But the lights were merely being wrapped in a filament that every moment grew more and more dense. As the curtain went up again there was just the suspicion of a draught from the back of the stage, and the whole of it was smothered in a small brown cloud that left absolutely nothing to the view. It was impossible now to make out a single word of the programme, even when it was held close to the eyes.

"Hackness was right," Grimfern growled. "We had far better have stayed at home."

Hackness said nothing. He had no pride in the accuracy of his forecast. Perhaps he was the only man in London who knew what the full force of this catastrophe meant. It grew so dark now that he could see no more than the mere faint suggestion of his fair companion, something was falling out of the gloom like black ragged snow. As the pall lifted just for an instant he could see the dainty dresses of the women absolutely smothered with the thick oily smuts. The reek of petroleum was stifling.

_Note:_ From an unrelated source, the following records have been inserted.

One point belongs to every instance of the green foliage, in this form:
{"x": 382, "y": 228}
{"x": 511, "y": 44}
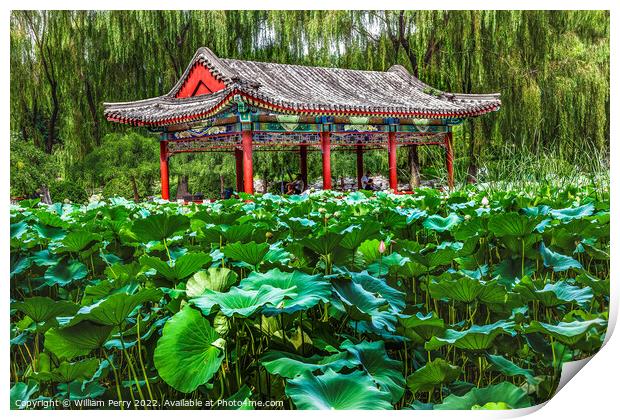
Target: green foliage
{"x": 125, "y": 164}
{"x": 474, "y": 303}
{"x": 67, "y": 190}
{"x": 31, "y": 168}
{"x": 551, "y": 67}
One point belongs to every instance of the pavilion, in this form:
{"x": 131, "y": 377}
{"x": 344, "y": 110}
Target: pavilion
{"x": 237, "y": 106}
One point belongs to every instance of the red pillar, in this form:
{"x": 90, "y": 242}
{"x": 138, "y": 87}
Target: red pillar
{"x": 163, "y": 167}
{"x": 239, "y": 169}
{"x": 360, "y": 165}
{"x": 449, "y": 159}
{"x": 303, "y": 164}
{"x": 248, "y": 170}
{"x": 392, "y": 160}
{"x": 326, "y": 153}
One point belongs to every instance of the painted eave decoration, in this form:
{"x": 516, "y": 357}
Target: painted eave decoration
{"x": 211, "y": 85}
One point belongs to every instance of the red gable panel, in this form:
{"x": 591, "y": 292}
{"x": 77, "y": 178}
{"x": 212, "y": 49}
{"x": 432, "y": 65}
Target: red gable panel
{"x": 199, "y": 81}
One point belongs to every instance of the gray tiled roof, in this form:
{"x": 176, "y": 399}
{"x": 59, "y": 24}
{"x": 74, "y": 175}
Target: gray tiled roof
{"x": 305, "y": 90}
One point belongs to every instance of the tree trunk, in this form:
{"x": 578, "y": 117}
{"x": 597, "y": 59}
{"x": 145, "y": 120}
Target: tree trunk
{"x": 134, "y": 186}
{"x": 473, "y": 153}
{"x": 45, "y": 195}
{"x": 92, "y": 106}
{"x": 182, "y": 186}
{"x": 414, "y": 166}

There was a frightened scream from behind, and a yell out of the ebony wall to the effect that somebody had fainted. Someone was speaking from the stage with a view to stay what might prove to be a dangerous panic. Another sombre wave filled the theatre and then it grew absolutely black, so black that a match held a foot or so from the nose could not be seen. One of the plagues of Egypt with all its horrors had fallen upon London.

"Let us try and make our way out," Hackness suggested. "Go quietly."

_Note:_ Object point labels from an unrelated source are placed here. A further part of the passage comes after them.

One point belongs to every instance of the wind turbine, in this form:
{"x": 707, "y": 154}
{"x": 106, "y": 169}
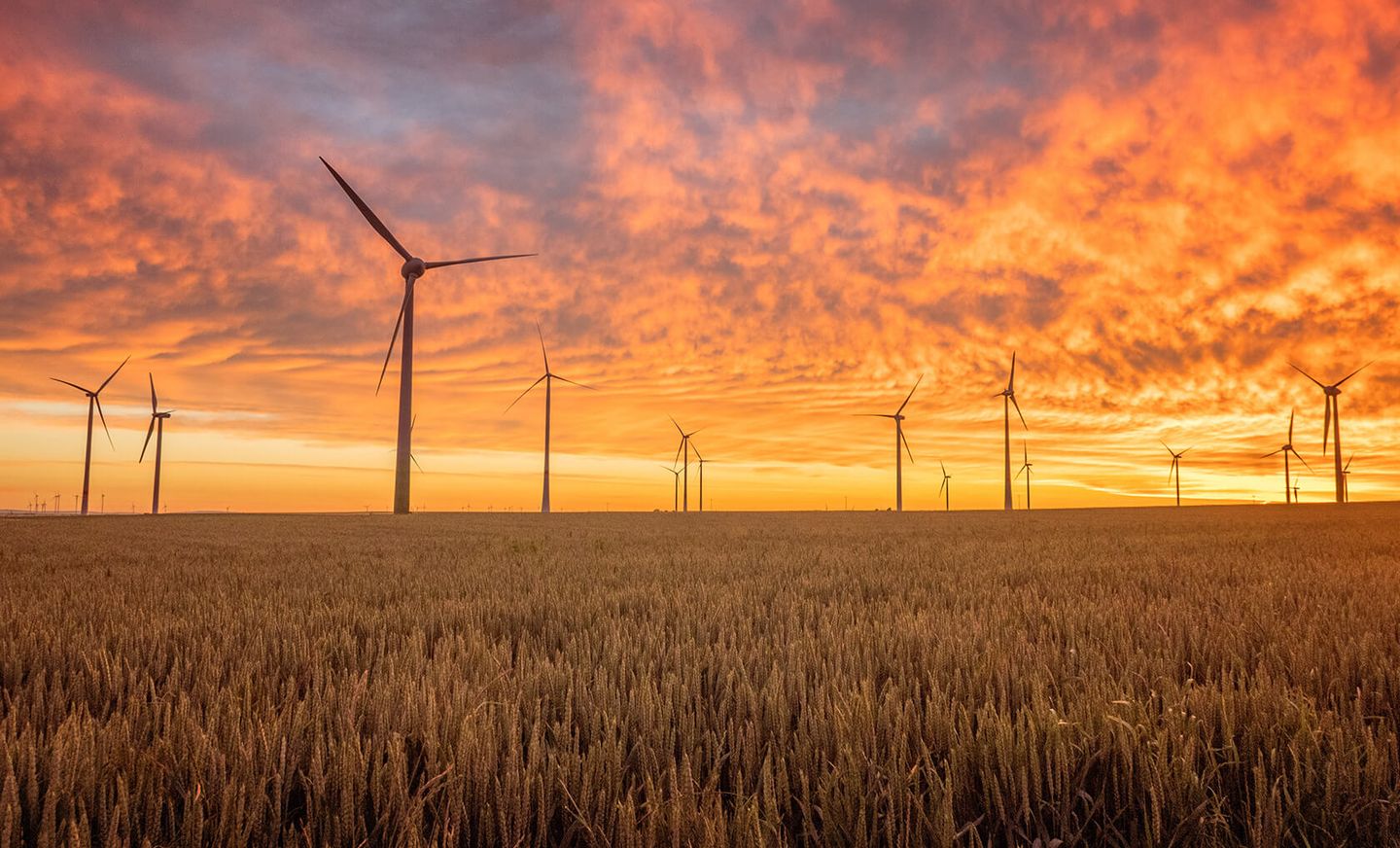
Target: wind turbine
{"x": 158, "y": 426}
{"x": 675, "y": 488}
{"x": 1008, "y": 399}
{"x": 413, "y": 267}
{"x": 684, "y": 445}
{"x": 1176, "y": 469}
{"x": 1333, "y": 421}
{"x": 92, "y": 401}
{"x": 1025, "y": 466}
{"x": 899, "y": 441}
{"x": 547, "y": 379}
{"x": 1285, "y": 451}
{"x": 702, "y": 461}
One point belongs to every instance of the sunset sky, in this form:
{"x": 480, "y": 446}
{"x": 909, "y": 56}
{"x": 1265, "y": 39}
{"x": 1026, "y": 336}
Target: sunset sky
{"x": 757, "y": 217}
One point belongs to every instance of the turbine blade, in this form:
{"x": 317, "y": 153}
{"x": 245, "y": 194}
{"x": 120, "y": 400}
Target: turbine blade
{"x": 573, "y": 383}
{"x": 522, "y": 395}
{"x": 1018, "y": 411}
{"x": 67, "y": 383}
{"x": 394, "y": 337}
{"x": 910, "y": 395}
{"x": 1326, "y": 427}
{"x": 368, "y": 213}
{"x": 149, "y": 431}
{"x": 1308, "y": 375}
{"x": 1354, "y": 372}
{"x": 541, "y": 334}
{"x": 1304, "y": 461}
{"x": 114, "y": 373}
{"x": 98, "y": 402}
{"x": 447, "y": 262}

Others seemed to be moved by the same idea. It was too black and dark for anything like a rush, so that a dangerous panic was out of the question. Slowly but surely the fashionable audience reached the vestibule, the hall, and the steps.

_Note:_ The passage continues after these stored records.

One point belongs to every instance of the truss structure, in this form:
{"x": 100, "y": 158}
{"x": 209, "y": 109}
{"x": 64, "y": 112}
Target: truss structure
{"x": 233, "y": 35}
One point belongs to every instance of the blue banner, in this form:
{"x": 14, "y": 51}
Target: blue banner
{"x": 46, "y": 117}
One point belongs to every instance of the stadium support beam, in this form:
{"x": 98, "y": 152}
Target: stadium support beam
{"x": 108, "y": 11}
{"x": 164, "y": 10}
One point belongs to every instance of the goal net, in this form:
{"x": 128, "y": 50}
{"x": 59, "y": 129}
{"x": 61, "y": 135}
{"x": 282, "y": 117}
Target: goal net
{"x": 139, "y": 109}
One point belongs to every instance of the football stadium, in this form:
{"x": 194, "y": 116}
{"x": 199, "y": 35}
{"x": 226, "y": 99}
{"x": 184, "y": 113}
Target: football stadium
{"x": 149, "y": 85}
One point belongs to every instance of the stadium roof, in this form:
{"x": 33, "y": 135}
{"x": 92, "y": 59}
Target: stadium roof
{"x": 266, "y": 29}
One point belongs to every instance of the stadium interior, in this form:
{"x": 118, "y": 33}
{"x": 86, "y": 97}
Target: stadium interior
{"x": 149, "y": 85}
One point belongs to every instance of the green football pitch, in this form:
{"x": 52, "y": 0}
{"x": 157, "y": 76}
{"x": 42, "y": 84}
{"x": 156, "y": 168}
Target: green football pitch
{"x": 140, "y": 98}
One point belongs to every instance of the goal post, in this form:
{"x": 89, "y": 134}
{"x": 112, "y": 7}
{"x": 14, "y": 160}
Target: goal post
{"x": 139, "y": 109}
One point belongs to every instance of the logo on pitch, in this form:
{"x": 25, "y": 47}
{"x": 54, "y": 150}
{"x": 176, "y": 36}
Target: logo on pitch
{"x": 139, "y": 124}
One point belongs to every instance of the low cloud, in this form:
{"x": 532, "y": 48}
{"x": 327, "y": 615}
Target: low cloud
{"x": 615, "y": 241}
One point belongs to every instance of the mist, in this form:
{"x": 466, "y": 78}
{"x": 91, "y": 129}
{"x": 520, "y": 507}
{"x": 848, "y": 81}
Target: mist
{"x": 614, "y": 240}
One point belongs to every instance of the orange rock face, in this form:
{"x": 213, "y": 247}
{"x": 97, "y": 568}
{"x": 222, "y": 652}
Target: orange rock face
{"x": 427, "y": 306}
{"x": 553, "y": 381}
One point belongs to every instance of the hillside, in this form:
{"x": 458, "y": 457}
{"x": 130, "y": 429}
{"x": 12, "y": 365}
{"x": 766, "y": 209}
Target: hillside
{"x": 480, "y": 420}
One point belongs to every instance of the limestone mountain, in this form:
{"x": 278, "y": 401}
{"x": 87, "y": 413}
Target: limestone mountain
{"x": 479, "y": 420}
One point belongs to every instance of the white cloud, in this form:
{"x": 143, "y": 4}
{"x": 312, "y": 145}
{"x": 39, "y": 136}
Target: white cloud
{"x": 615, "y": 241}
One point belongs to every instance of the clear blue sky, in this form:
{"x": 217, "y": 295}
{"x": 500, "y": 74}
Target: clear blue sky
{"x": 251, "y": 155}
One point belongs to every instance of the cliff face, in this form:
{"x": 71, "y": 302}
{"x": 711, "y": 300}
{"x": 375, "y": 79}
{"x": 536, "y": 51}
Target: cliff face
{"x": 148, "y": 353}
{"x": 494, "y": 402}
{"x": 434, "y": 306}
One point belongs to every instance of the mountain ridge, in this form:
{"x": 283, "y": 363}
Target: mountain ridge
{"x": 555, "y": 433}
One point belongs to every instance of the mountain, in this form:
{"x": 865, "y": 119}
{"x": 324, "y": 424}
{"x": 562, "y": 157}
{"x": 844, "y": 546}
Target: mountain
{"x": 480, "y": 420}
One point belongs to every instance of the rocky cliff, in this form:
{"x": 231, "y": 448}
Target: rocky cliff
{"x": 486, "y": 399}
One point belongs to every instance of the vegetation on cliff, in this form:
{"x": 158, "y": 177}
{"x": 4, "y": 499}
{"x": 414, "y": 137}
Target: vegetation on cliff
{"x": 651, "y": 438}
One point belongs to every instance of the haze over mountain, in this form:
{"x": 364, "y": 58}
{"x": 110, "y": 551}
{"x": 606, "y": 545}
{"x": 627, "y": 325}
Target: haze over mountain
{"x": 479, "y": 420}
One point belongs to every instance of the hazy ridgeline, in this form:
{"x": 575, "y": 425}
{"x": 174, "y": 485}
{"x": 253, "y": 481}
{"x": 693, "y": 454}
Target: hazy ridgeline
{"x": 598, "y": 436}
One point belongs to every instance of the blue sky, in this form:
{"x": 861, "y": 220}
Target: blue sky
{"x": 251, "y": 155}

Nothing to be seen, no glimmer of anything, no sound of traffic. The destroying angel might have passed over London and blotted out all human life. The magnitude of the disaster had frightened London's millions as it fell.

III.

A city of the blind! Six millions of people suddenly deprived of sight!

The disaster sounds impossible—a nightmare, the wild vapourings of a diseased imagination—and yet why not? Given a favourable atmospheric condition, something colossal in the way of a fire, and there it is. And there, somewhere folded away in the book of Nature, is the simple remedy.